I am trying to build a Tensorflow example with a simple multl-layer
perceptron (MLP) functionality with one hidden layer. However, when I tested it and compared to other software e.g. Kaldi nnet1, the convergence during the training is not efficient, or cannot be comparable to Kaldi nnet1. I tried my best to make all the parameters the same (input, int target, batch size, learning rate, etc.), however, still confused where could be the reasons. Some pieces of codes are as follows:
Initialization:
self.weight = [tf.Variable(tf.truncated_normal([440, 8192],stddev=0.1))]
self.bias = [tf.Variable(tf.constant(0.01, shape=8192))]
self.weight.append( tf.Variable(tf.truncated_normal([8192, 8],stddev=0.1)) )
self.bias.append( tf.Variable(tf.constant(0.01, shape=8)) )
self.act = [tf.nn.sigmoid( tf.matmul(self.input, self.weight[0]) + self.bias[0] )]
self.nn_out = tf.matmul(self.act, self.weight[1]) + self.bias[1])
self.nn_softmax = tf.nn.softmax(self.nn_out)
self.nn_tgt = tf.placeholder("int64", shape=[None,])
self.cost_mean = tf.reduce_mean(tf.nn.sparse_softmax_cross_entropy_with_logits(self.nn_out, self.nn_tgt))
self.train_step = tf.train.GradientDescentOptimizer(self.learn_rate).minimize(self.cost_mean)
# saver
self.saver = tf.train.Saver()
self.sess = tf.Session()
self.sess.run(tf.initialize_all_variables())
Training:
for epoch in xrange(20):
feats_tr, tgts_tr = shuffle(feats_tr, tgts_tr, random_state=777)
# restore the exisiting model
ckpt = tf.train.get_checkpoint_state(ckpt_dir)
if ckpt and ckpt.model_checkpoint_path:
self.load(ckpt.model_checkpoint_path)
# mini-batch
tr_loss = []
for idx_begin in range(0,len(feats_tr), 512):
idx_end = idx_begin + batch_size
batch_feats, batch_tgts = feats_tr[idx_begin:idx_end],tgts_tr[idx_begin:idx_end]
_, loss_val = self.sess.run([self.train_step, self.cost_mean], feed_dict = {self.nn_in: batch_feats,
self.nn_tgt: batch_tgts,self.learn_rate: learn_rate})
tr_loss.append(loss_val)
# cross-validation
cv_loss = []
for idx_begin in range(0,len(feats_cv), 512):
idx_end = idx_begin + batch_size
batch_feats, batch_tgts = feats[idx_begin:idx_end],tgts[idx_begin:idx_end]
loss_all.append(self.sess.run(self.cost_mean,
feed_dict = { self.nn_in: batch_feats,
self.nn_tgt: batch_tgts}))
print( "Avg Loss for Training: "+str(np.mean(tr_loss)) + \
" Avg Loss for Validation: "+str(np.mean(cv_loss)) )

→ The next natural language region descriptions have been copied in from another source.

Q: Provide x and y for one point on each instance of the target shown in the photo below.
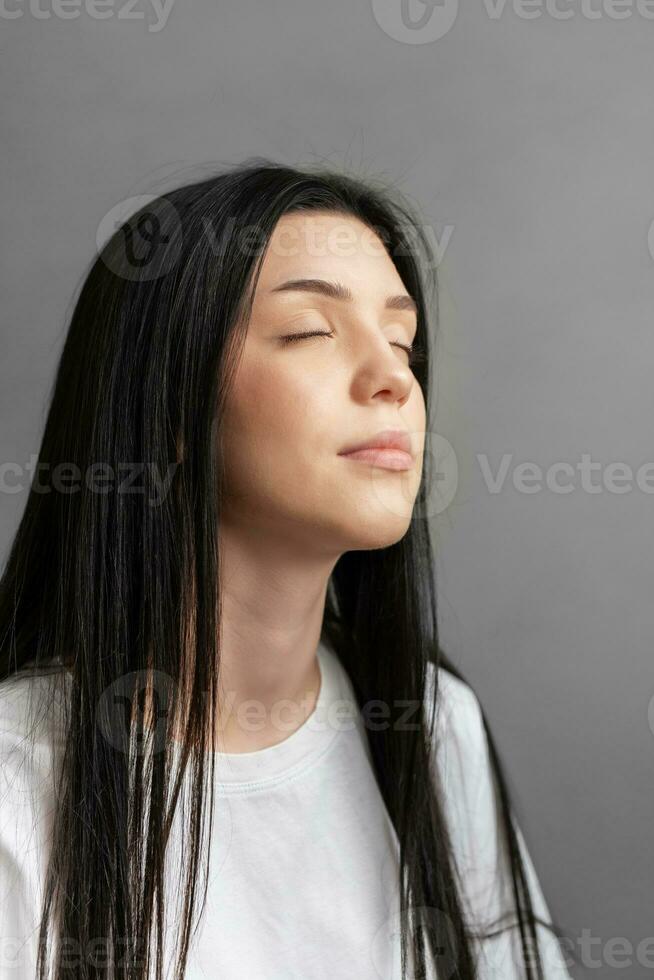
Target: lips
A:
(386, 439)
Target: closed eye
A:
(415, 352)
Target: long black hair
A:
(122, 589)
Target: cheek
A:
(271, 427)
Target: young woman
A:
(231, 744)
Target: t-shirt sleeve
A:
(26, 816)
(473, 812)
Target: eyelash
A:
(415, 352)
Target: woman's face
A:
(295, 405)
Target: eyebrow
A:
(337, 291)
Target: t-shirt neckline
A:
(246, 770)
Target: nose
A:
(380, 371)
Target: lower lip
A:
(388, 459)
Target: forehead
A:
(334, 246)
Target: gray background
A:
(532, 140)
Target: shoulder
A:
(31, 740)
(28, 739)
(460, 741)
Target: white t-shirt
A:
(304, 857)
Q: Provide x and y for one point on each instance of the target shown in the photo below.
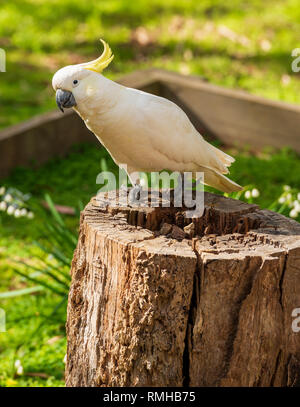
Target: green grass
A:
(41, 36)
(68, 181)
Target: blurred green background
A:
(237, 44)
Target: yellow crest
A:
(99, 64)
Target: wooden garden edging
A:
(161, 300)
(234, 117)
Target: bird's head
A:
(75, 83)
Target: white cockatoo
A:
(146, 132)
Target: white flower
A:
(23, 212)
(248, 194)
(3, 206)
(17, 213)
(296, 205)
(294, 213)
(289, 197)
(255, 193)
(19, 367)
(10, 210)
(18, 363)
(20, 371)
(8, 198)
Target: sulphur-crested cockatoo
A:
(145, 132)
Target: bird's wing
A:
(174, 138)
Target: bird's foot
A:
(134, 195)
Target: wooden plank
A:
(234, 117)
(52, 134)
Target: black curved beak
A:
(64, 99)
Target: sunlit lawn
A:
(245, 45)
(241, 44)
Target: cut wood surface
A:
(158, 299)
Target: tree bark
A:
(158, 299)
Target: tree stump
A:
(158, 299)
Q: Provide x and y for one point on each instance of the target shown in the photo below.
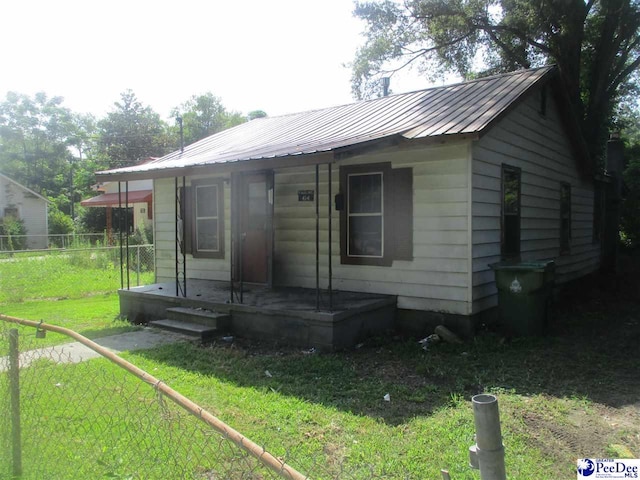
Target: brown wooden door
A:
(255, 227)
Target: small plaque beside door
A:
(306, 195)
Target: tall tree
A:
(594, 43)
(204, 115)
(34, 135)
(130, 133)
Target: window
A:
(511, 187)
(365, 215)
(377, 215)
(203, 214)
(565, 218)
(11, 212)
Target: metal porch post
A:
(317, 237)
(330, 239)
(120, 232)
(126, 226)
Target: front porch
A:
(286, 315)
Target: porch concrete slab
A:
(76, 352)
(291, 315)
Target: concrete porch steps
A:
(200, 316)
(196, 330)
(195, 322)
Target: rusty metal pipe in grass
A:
(488, 451)
(236, 437)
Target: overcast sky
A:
(280, 56)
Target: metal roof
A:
(467, 108)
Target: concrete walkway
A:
(76, 352)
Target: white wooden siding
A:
(32, 210)
(165, 234)
(540, 147)
(438, 277)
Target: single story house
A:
(20, 202)
(402, 202)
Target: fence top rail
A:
(233, 435)
(72, 249)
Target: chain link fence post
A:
(14, 380)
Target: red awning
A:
(111, 199)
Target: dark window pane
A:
(207, 201)
(565, 218)
(365, 193)
(365, 236)
(510, 212)
(511, 189)
(207, 234)
(258, 206)
(511, 235)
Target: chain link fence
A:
(72, 273)
(68, 419)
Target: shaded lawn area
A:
(570, 394)
(60, 275)
(93, 316)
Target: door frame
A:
(240, 204)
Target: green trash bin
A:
(524, 295)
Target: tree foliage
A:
(594, 43)
(34, 135)
(130, 133)
(203, 115)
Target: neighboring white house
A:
(23, 203)
(427, 190)
(138, 197)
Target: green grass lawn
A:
(570, 394)
(70, 274)
(94, 316)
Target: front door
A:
(256, 207)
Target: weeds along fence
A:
(64, 418)
(71, 273)
(59, 240)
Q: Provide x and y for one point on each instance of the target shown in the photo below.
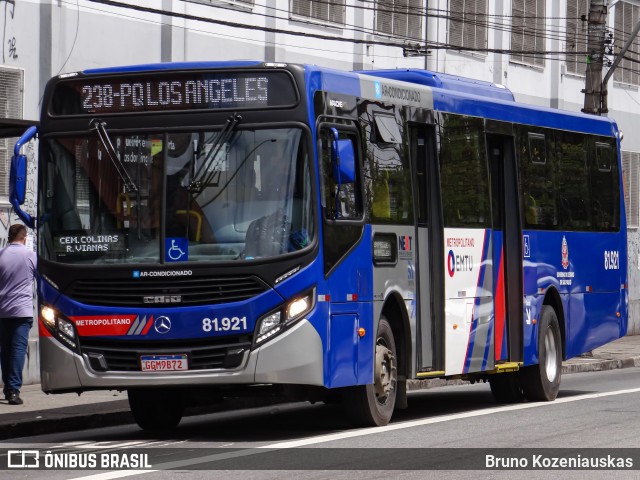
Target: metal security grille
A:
(631, 178)
(576, 38)
(468, 23)
(11, 92)
(528, 31)
(400, 18)
(332, 11)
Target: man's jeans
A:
(14, 339)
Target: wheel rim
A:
(551, 362)
(385, 371)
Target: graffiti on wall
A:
(10, 44)
(7, 215)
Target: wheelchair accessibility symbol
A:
(176, 249)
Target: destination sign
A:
(162, 91)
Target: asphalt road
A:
(444, 433)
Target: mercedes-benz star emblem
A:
(162, 325)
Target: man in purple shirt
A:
(17, 272)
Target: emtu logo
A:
(451, 263)
(459, 263)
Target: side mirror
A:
(18, 177)
(343, 159)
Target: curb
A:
(600, 365)
(116, 413)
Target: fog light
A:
(66, 328)
(269, 325)
(298, 307)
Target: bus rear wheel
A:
(372, 405)
(541, 382)
(156, 409)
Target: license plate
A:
(163, 363)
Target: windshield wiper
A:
(100, 128)
(205, 173)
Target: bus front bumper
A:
(294, 357)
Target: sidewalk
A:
(43, 413)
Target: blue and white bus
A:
(215, 229)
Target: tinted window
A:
(537, 178)
(464, 174)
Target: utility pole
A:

# save model per epoch if np.mean(cv_loss) less than previous
if (epoch+1)%1==0:
if loss_new < loss:
loss = loss_new
print( "Model accepted in epoch %d" %(epoch+1) )
# save model to ckpt_dir with mdl_nam
self.saver.save(self.sess, mdl_nam, global_step=epoch+1)
else:
print( "Model rejected in epoch %d" %(epoch+1) )
and I generated a simple annealing learning rate control as: if the average of cross-validation loss is not improved by a certain threshold, then halving the 'learn_late' with initial 0.008.
I checked all the parameters when compared to Kaldi nnet1, and the only difference now is the initialization parameters of weights and biases. I am not sure whether initialization will affect too much. However, the convergence in terms of 'cv_loss' during training in Tensorflow (Avg. CV Loss 1.99) is not good as Kaldi nnet1 (Avg. CV Loss 0.95). Can someone help to point out where I did something wrong or I missed something?
Many thanks in advance !!!
At each epoch, you call self.load(ckpt.model_checkpoint_path) which seems to load previously saved weights.
Your model cannot learn if it is reset to the initial weights at each epoch.